The red point in Fig. 4c is the centroid of the hand region, which is almost at the centre of the hand. The light blue curve depicts the contour of the hand region, and it can be seen clearly that the contour can roughly represents the hand posture. The distances between the centroid and the points on the hand contour are calculated as the radius of the points on the contour by Eq. (10).

$$\begin{aligned} R_{x,y}=\sqrt{(x_0-x)^2+(y_0-y)^2}. \end{aligned}$$

(10)

First, the distances between the centroid and the points on the contour are calculated clockwise. As shown in Fig. 4, the profile of the curve in Fig. 4d has a roughly corresponding relationship with the contour of hand regions in Fig. 4c. Meanwhile, the crests of curve depict the fingertips of contour of hand regions, as shown in Fig. 4d.

Selection of the origin

The selection of the origin is important to describe the features in our method, which can affect the representation of features of the hand contour to a large extent.

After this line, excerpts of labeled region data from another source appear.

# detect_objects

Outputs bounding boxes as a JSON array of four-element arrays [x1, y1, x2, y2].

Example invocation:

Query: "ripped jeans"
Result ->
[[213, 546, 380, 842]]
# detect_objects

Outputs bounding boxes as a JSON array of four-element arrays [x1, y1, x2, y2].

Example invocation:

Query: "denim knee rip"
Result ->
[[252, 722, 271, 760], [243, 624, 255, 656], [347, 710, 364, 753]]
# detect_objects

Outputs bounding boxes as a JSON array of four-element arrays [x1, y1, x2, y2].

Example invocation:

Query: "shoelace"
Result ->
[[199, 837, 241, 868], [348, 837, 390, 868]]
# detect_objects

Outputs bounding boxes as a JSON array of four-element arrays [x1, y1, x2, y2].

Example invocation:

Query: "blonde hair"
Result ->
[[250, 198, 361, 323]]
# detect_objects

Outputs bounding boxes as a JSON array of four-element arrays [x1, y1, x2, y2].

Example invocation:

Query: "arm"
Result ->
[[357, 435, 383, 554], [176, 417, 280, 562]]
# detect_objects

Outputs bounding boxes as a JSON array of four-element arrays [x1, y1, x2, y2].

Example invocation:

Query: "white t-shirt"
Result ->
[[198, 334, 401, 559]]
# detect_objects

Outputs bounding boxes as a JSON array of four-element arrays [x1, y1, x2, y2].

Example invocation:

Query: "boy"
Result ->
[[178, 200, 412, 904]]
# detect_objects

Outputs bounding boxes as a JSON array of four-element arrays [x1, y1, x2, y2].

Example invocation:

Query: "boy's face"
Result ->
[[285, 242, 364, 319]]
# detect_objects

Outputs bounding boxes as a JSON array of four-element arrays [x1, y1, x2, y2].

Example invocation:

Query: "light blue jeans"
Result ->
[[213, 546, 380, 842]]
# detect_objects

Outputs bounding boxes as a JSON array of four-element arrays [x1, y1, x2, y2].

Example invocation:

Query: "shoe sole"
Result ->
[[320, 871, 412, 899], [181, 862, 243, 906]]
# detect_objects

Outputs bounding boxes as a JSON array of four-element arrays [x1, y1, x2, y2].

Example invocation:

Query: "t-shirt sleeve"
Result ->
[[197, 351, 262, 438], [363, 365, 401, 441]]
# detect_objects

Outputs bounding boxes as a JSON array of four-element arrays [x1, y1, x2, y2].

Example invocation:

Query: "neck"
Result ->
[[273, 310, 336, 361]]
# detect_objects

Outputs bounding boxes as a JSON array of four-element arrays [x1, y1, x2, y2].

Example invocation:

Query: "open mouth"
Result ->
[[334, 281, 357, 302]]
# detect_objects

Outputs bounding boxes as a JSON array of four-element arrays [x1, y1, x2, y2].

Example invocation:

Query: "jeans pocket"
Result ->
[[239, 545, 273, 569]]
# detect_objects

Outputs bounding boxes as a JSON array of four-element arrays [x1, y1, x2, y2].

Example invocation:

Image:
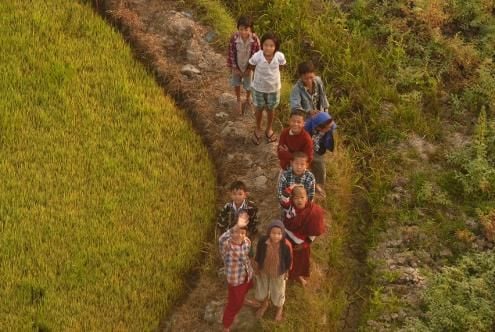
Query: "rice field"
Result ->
[[0, 0, 215, 331]]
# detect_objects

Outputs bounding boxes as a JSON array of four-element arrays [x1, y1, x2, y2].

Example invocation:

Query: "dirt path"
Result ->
[[94, 0, 338, 331]]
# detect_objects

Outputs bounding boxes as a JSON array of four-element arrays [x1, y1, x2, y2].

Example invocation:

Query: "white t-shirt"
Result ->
[[249, 50, 287, 93]]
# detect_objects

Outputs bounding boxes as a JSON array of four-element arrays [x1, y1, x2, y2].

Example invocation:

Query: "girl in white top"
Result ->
[[249, 33, 287, 145]]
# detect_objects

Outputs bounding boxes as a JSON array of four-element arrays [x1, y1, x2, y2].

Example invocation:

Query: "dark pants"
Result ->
[[223, 280, 253, 328]]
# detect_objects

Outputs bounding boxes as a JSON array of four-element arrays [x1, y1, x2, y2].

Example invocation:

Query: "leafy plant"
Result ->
[[401, 252, 495, 332], [449, 109, 495, 199]]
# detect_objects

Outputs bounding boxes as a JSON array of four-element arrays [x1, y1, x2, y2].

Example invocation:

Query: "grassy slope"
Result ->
[[191, 0, 495, 330], [0, 0, 215, 331], [190, 0, 376, 331]]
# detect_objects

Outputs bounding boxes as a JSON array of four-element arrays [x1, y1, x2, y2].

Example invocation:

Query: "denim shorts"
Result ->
[[253, 89, 280, 111], [230, 73, 253, 91]]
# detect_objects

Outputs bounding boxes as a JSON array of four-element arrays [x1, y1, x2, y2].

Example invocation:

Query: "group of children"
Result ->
[[217, 17, 336, 331]]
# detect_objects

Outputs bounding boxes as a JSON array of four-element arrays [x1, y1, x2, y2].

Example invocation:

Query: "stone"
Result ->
[[167, 15, 194, 40], [203, 31, 218, 43], [220, 125, 235, 137], [253, 166, 263, 177], [180, 64, 201, 77], [186, 48, 202, 63], [203, 301, 224, 323]]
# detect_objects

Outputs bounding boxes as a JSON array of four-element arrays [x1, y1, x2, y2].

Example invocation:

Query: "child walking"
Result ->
[[277, 110, 313, 170], [227, 16, 260, 114], [254, 220, 292, 321], [249, 33, 286, 145], [217, 181, 258, 235], [218, 212, 253, 332], [278, 151, 315, 202], [290, 61, 328, 117], [284, 185, 325, 286], [304, 112, 337, 197]]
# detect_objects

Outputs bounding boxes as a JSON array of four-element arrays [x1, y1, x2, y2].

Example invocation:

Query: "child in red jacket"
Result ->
[[277, 110, 313, 170]]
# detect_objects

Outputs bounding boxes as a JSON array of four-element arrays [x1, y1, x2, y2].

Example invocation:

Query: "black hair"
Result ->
[[297, 61, 315, 76], [237, 16, 254, 31], [291, 151, 309, 161], [290, 108, 306, 119], [261, 32, 280, 52], [229, 181, 247, 192], [316, 119, 332, 129]]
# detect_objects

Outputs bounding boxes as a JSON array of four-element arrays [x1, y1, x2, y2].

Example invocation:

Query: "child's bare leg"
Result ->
[[234, 85, 242, 114], [255, 108, 263, 136], [275, 306, 284, 322], [246, 90, 251, 104], [244, 297, 261, 309], [268, 109, 275, 136], [256, 298, 270, 319]]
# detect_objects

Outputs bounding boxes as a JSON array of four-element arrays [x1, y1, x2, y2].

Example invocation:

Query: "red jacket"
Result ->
[[277, 128, 313, 169]]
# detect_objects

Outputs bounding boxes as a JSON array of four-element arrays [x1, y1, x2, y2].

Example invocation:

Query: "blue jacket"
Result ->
[[290, 76, 328, 112], [304, 112, 337, 155]]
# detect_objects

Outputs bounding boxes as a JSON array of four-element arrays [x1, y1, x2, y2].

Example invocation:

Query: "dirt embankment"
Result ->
[[94, 0, 368, 331]]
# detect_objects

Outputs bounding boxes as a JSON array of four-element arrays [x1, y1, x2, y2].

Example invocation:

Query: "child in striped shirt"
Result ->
[[218, 212, 253, 332]]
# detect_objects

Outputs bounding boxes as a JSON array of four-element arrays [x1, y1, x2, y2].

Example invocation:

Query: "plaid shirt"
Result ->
[[217, 200, 258, 235], [218, 228, 253, 286], [227, 32, 260, 69], [278, 166, 316, 207]]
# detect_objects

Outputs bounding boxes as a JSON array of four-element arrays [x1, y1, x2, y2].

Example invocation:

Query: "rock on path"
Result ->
[[99, 0, 279, 331]]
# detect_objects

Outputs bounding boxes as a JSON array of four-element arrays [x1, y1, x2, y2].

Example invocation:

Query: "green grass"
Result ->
[[0, 0, 215, 331], [184, 0, 495, 330]]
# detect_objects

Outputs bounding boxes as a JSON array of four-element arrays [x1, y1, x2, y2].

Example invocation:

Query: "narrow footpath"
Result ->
[[94, 0, 346, 331]]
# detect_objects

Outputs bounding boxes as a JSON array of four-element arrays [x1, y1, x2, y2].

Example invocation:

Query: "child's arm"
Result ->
[[217, 203, 230, 232], [277, 131, 292, 164], [247, 53, 258, 70], [218, 229, 232, 258], [290, 83, 303, 111], [304, 132, 314, 164], [277, 52, 287, 71], [306, 176, 316, 201], [227, 34, 237, 69], [248, 202, 258, 235]]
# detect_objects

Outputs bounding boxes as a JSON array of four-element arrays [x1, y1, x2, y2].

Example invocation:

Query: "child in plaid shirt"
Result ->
[[227, 16, 260, 114], [278, 152, 316, 204], [217, 181, 258, 235], [218, 212, 253, 332]]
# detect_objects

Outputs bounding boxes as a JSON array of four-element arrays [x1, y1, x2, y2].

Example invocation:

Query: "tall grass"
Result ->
[[0, 0, 215, 331]]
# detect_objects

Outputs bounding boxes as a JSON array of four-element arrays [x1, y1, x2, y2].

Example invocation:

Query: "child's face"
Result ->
[[301, 73, 316, 88], [232, 228, 247, 244], [289, 115, 304, 135], [270, 227, 283, 243], [230, 189, 247, 205], [290, 158, 308, 176], [238, 25, 251, 39], [292, 190, 308, 209], [261, 39, 275, 55]]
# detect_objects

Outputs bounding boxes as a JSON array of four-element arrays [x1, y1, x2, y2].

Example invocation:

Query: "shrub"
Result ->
[[402, 252, 495, 332], [449, 109, 495, 200]]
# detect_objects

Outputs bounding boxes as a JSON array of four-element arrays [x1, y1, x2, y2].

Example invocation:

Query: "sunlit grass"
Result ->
[[0, 0, 215, 331]]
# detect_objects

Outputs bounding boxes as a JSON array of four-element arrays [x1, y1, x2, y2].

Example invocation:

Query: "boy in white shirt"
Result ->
[[249, 33, 287, 145]]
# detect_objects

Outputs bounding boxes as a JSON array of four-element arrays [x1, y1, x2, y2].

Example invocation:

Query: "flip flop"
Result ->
[[251, 130, 261, 145], [265, 131, 278, 143]]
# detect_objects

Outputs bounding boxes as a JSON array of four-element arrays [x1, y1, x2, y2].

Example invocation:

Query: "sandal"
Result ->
[[251, 130, 261, 145], [265, 131, 278, 143]]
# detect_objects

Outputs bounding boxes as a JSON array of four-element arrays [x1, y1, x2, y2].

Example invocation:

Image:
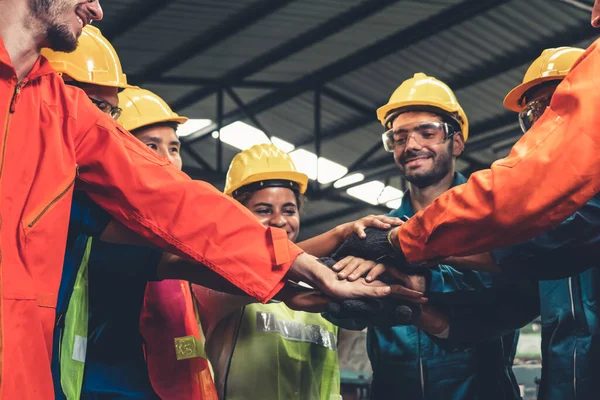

However, our proposed method is robust with respect to the origin selection as long as the selected origin is on the palm.

Figure 5 shows the four classes of origin and the corresponding radius curves. The number of peaks and their location in the curves does not change, even when the locations of the original points are different. Hence, the features of the hand posture do not change with origin locations, which means the proposed feature extraction method for hand posture recognition is robust with respect to changes of the origin. This is reflected in the same tendency of the hand contour, where the feature value and location of fingertips remained at the local maxima, i.e., the number of peaks and their location in the curves remained unchanged.

Posture recognition

To deal with small-sample classification problem, the multiclass SVM classifier is employed to recognize the ten classes of hand postures. The proposed hand posture recognition method involves two stages, i.e., training stage and testing stage. In the training stage, skin color regions are detected using the CbCr-I component GMM, after which morphological operations, prior position, and shape information are utilized to segment the hand region, which contains only the detected hand posture. Then the proposed features are extracted from the hand regions, and they are fed into the multiclass SVM classifier as input vectors to build the multiclass SVM classifier model. In the testing stage, the multiclass SVM classifier model is used to classify the hand posture. In addition, SVM is a binary classifier, and it is extended to recognize m-class postures. We use so called one against one strategy, i.e., $m(m-1)/2$ classifiers are needed to train. Moreover, we choose radial basis function as the kernel function in this paper.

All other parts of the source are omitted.